Our regular Mandrake contributor John Summers says that his book Road to Andamooka (Robert Hale, price 18s, ‘and bless you’) which was published last Wednesday, is part one of a four-part Thomas Woolfe-style saga, the next part to be Road to Fleet Street (after which he will not have many friends left in Fleet Street. But does he have any now?).

The final chapter of Road to Andamooka is unique anyway in that it was written in Johannesburg, the Congo, Rome and Paris – all on the same day. ‘In a Boeing 707 flying from S. Africa to London...’

During a ridiculous period of poverty in Toronto, Canada, ‘when trying to learn to write’, he was reduced to acting as afternoon sparring partner in a downtown boxing club and promised ‘if you’re a good boy, and go on putting on weight, you could even be meeting Rocky Marciano one day.’ And a Toronto Chinese fortune-teller forecast that he would meet Rocky Marciano and also win a Pulitzer Prize for writing.

Recently John Summers and Rocky Marciano did in fact meet. Summers v. Marciano in the Hilton Hotel in London. He’s now a journalist and Marciano an insurance agent, ‘so I’m looking forward to getting my Pulitzer Prize…’

Summers says his style of writing was given him by an old Canadian logger who had actually met Jack London, who confided in the logger: ‘Anyone who can play poker can write’ – and demonstrated his, Jack London’s, own method of literary composition. ‘An ingenious adaptation of the exact rules of poker play. For me it seems to work anyway...’

Summers says he wants to be like B. (Treasure of the Sierra Madre) Traven, another Robert Hale author. He wants to be as completely anonymous as possible, and believes that authors should be read and not seen, or even heard. ‘Like the Greeks said: If a writer was seen, only once seen by the people who read him, from that moment they began to doubt his worth. There’s too much prima donna stuff about authors anyway.’

The other three volumes of his Road quartet are written, but he is reluctant to let them too soon into print.

Summers lives high on the Mendips in Somerset, surrounded by the screech of mating vixens and with hawks clawing hold on his chimney to call him at dawn.

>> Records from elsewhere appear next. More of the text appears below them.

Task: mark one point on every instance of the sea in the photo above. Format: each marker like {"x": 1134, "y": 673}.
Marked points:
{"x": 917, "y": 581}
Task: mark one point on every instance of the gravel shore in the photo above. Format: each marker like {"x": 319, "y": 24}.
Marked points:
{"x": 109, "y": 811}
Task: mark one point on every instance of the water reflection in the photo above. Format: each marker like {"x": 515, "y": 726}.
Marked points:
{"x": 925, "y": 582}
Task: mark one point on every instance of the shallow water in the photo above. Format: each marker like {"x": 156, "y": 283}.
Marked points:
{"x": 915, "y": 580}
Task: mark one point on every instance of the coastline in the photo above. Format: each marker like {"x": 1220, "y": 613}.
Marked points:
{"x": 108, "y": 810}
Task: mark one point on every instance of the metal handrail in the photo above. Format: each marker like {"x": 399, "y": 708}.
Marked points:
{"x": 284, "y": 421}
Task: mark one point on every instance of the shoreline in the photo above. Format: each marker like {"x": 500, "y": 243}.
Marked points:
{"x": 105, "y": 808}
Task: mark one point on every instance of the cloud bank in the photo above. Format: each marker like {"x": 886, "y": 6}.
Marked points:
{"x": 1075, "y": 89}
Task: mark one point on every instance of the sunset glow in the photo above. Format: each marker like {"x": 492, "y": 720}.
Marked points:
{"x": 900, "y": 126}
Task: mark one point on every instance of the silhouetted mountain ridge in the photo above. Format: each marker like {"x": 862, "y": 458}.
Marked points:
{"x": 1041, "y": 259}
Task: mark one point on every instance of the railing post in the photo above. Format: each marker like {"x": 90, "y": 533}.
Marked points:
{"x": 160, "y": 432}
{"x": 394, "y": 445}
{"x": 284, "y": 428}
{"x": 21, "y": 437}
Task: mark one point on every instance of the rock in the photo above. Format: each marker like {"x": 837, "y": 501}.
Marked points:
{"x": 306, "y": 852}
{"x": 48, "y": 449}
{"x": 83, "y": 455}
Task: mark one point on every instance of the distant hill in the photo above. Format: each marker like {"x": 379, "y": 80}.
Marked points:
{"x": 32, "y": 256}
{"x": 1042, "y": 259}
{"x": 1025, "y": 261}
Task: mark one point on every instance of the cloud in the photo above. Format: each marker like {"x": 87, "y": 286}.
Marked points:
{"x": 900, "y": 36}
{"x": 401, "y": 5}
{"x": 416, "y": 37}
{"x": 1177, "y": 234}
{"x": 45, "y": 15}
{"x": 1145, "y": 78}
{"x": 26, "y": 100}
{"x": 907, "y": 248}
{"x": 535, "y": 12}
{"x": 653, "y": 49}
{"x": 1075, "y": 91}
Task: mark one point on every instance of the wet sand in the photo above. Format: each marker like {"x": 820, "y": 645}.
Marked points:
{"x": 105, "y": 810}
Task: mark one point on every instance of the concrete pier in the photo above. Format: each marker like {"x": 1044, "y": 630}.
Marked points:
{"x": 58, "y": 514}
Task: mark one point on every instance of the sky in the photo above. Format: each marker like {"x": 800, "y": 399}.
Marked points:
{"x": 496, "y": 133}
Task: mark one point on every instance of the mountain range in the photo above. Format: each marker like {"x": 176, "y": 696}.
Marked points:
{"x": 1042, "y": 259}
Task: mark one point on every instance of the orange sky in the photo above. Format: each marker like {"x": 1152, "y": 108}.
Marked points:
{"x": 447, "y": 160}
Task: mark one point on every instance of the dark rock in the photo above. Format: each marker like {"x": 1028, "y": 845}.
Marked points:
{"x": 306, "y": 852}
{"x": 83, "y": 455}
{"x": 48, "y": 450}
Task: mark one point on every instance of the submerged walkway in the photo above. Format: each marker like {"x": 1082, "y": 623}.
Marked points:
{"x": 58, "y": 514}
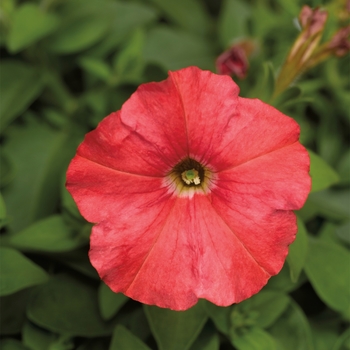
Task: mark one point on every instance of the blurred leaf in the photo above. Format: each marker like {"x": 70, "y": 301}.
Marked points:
{"x": 332, "y": 204}
{"x": 29, "y": 25}
{"x": 173, "y": 49}
{"x": 68, "y": 306}
{"x": 191, "y": 15}
{"x": 47, "y": 235}
{"x": 123, "y": 339}
{"x": 128, "y": 63}
{"x": 96, "y": 67}
{"x": 18, "y": 272}
{"x": 12, "y": 344}
{"x": 268, "y": 306}
{"x": 20, "y": 85}
{"x": 109, "y": 302}
{"x": 83, "y": 24}
{"x": 327, "y": 269}
{"x": 298, "y": 252}
{"x": 12, "y": 315}
{"x": 208, "y": 339}
{"x": 37, "y": 338}
{"x": 254, "y": 339}
{"x": 292, "y": 330}
{"x": 175, "y": 330}
{"x": 40, "y": 155}
{"x": 219, "y": 315}
{"x": 322, "y": 175}
{"x": 232, "y": 22}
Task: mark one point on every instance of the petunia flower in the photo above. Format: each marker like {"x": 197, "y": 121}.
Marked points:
{"x": 192, "y": 191}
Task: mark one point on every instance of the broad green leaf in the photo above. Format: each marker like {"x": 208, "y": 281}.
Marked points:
{"x": 173, "y": 49}
{"x": 232, "y": 22}
{"x": 268, "y": 305}
{"x": 327, "y": 267}
{"x": 96, "y": 67}
{"x": 128, "y": 63}
{"x": 83, "y": 24}
{"x": 12, "y": 315}
{"x": 29, "y": 25}
{"x": 18, "y": 272}
{"x": 40, "y": 155}
{"x": 322, "y": 175}
{"x": 292, "y": 330}
{"x": 47, "y": 235}
{"x": 297, "y": 252}
{"x": 12, "y": 344}
{"x": 109, "y": 302}
{"x": 208, "y": 339}
{"x": 20, "y": 85}
{"x": 254, "y": 339}
{"x": 219, "y": 315}
{"x": 175, "y": 330}
{"x": 37, "y": 338}
{"x": 122, "y": 339}
{"x": 68, "y": 306}
{"x": 191, "y": 15}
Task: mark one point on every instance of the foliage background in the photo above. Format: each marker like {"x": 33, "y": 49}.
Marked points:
{"x": 67, "y": 64}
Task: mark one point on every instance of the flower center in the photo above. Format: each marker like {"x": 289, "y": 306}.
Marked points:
{"x": 189, "y": 177}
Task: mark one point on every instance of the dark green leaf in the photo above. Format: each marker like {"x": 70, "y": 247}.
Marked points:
{"x": 292, "y": 330}
{"x": 268, "y": 306}
{"x": 254, "y": 339}
{"x": 123, "y": 339}
{"x": 18, "y": 272}
{"x": 297, "y": 252}
{"x": 109, "y": 302}
{"x": 327, "y": 269}
{"x": 29, "y": 25}
{"x": 174, "y": 49}
{"x": 40, "y": 155}
{"x": 191, "y": 15}
{"x": 232, "y": 23}
{"x": 12, "y": 315}
{"x": 47, "y": 235}
{"x": 322, "y": 175}
{"x": 175, "y": 330}
{"x": 20, "y": 85}
{"x": 68, "y": 306}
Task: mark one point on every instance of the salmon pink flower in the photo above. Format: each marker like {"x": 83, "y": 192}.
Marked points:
{"x": 192, "y": 191}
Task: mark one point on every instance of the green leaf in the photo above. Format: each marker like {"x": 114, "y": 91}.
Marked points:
{"x": 191, "y": 15}
{"x": 83, "y": 24}
{"x": 219, "y": 315}
{"x": 232, "y": 22}
{"x": 20, "y": 85}
{"x": 96, "y": 67}
{"x": 173, "y": 49}
{"x": 12, "y": 315}
{"x": 68, "y": 306}
{"x": 47, "y": 235}
{"x": 29, "y": 25}
{"x": 327, "y": 269}
{"x": 42, "y": 154}
{"x": 297, "y": 252}
{"x": 292, "y": 330}
{"x": 12, "y": 344}
{"x": 123, "y": 339}
{"x": 254, "y": 339}
{"x": 268, "y": 306}
{"x": 128, "y": 63}
{"x": 175, "y": 330}
{"x": 18, "y": 272}
{"x": 109, "y": 302}
{"x": 322, "y": 175}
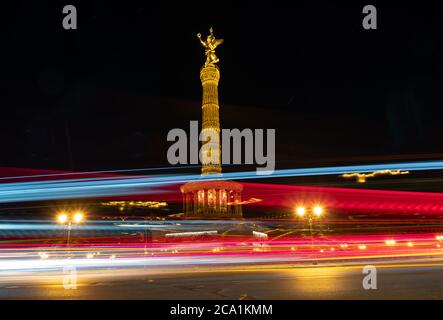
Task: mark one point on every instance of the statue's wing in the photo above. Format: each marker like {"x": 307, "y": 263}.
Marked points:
{"x": 218, "y": 42}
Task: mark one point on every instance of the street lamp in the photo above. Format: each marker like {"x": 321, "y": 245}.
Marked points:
{"x": 310, "y": 214}
{"x": 67, "y": 220}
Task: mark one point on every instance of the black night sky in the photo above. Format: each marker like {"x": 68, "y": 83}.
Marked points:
{"x": 104, "y": 96}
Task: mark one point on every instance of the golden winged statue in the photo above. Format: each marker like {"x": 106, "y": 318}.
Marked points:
{"x": 210, "y": 44}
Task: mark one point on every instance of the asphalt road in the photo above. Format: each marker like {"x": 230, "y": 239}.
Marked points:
{"x": 406, "y": 281}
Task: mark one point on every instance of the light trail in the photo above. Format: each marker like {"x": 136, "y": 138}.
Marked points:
{"x": 108, "y": 186}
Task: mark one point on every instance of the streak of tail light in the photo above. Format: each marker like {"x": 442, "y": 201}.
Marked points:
{"x": 112, "y": 186}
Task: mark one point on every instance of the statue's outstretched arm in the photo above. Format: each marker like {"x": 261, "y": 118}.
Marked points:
{"x": 204, "y": 44}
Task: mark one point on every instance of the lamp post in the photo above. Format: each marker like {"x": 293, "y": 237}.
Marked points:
{"x": 67, "y": 220}
{"x": 310, "y": 214}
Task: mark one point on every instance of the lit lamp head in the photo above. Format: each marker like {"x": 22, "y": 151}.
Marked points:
{"x": 300, "y": 211}
{"x": 62, "y": 218}
{"x": 318, "y": 211}
{"x": 78, "y": 217}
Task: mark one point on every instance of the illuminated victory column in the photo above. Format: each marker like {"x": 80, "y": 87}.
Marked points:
{"x": 211, "y": 199}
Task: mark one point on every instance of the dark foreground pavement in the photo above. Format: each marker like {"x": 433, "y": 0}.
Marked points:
{"x": 407, "y": 281}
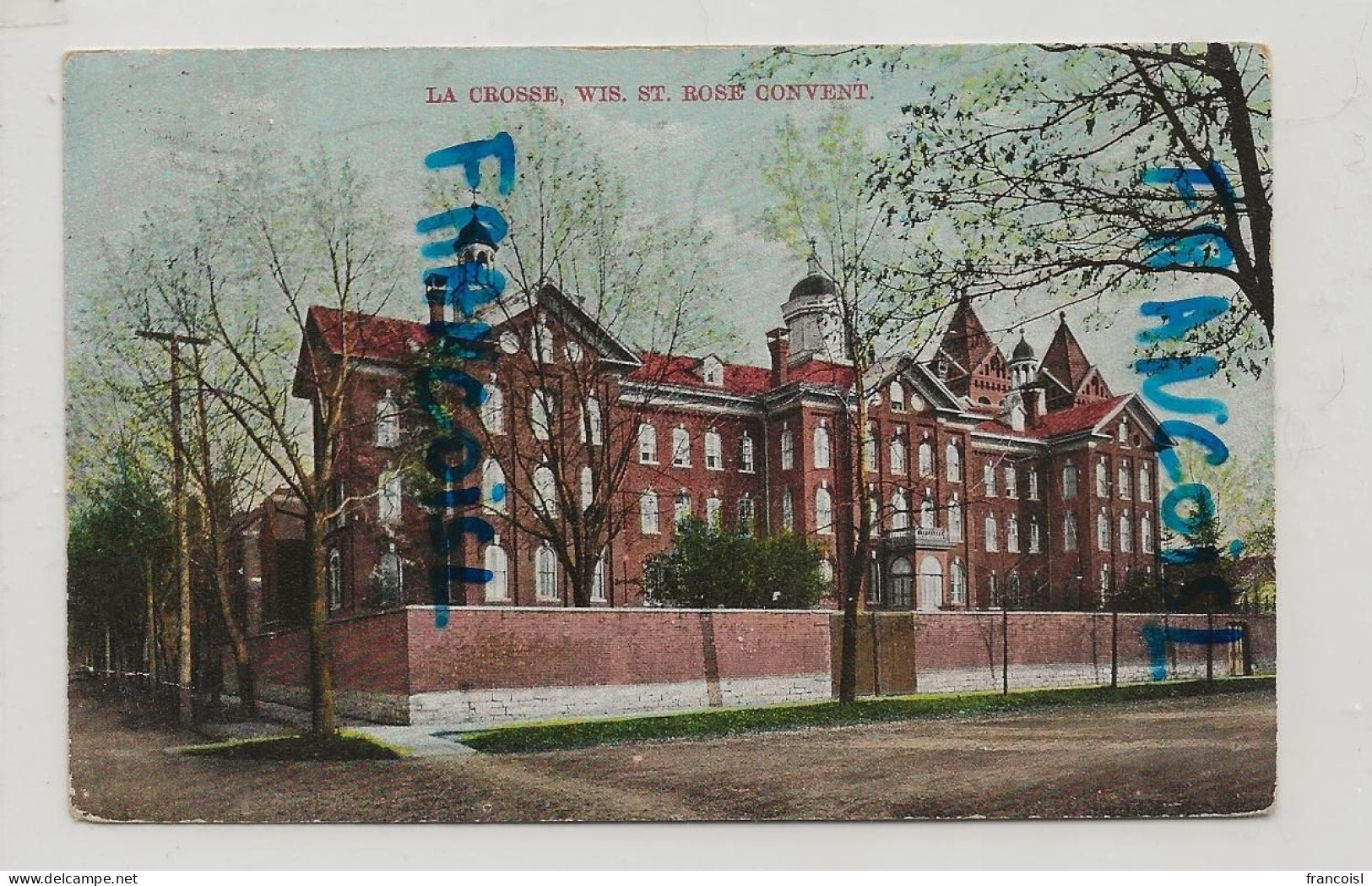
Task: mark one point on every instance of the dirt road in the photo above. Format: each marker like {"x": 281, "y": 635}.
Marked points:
{"x": 1168, "y": 758}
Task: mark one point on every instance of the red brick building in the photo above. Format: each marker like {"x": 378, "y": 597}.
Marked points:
{"x": 996, "y": 481}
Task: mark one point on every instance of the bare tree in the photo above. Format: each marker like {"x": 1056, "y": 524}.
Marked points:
{"x": 626, "y": 292}
{"x": 821, "y": 199}
{"x": 243, "y": 270}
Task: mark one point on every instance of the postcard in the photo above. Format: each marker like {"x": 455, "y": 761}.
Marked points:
{"x": 834, "y": 432}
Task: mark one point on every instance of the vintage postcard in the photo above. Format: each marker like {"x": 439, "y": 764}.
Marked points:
{"x": 670, "y": 433}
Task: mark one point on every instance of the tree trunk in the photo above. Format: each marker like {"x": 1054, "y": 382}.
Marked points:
{"x": 323, "y": 712}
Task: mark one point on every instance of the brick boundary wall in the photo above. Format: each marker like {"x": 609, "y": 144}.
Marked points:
{"x": 933, "y": 652}
{"x": 498, "y": 664}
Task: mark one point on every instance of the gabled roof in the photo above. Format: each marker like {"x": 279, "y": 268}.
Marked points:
{"x": 1064, "y": 421}
{"x": 1065, "y": 361}
{"x": 966, "y": 342}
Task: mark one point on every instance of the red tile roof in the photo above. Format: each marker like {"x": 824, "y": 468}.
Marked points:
{"x": 739, "y": 378}
{"x": 1062, "y": 421}
{"x": 369, "y": 336}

He has a horror of ‘in’ ephemera in journalism, evident in saying ‘bless you’, and using in-words like ‘with it’, ‘long, cool look’, ‘risible’, ‘escalation’, ‘abrasive’ and ‘corrosive’; thinks they are needed by poor journalists who ought to have been bank clerks, desperate to cover up lack of talent by frantic rushing round searching for more ‘with its’ to use as sparking plugs to motivate their otherwise chugging journalism.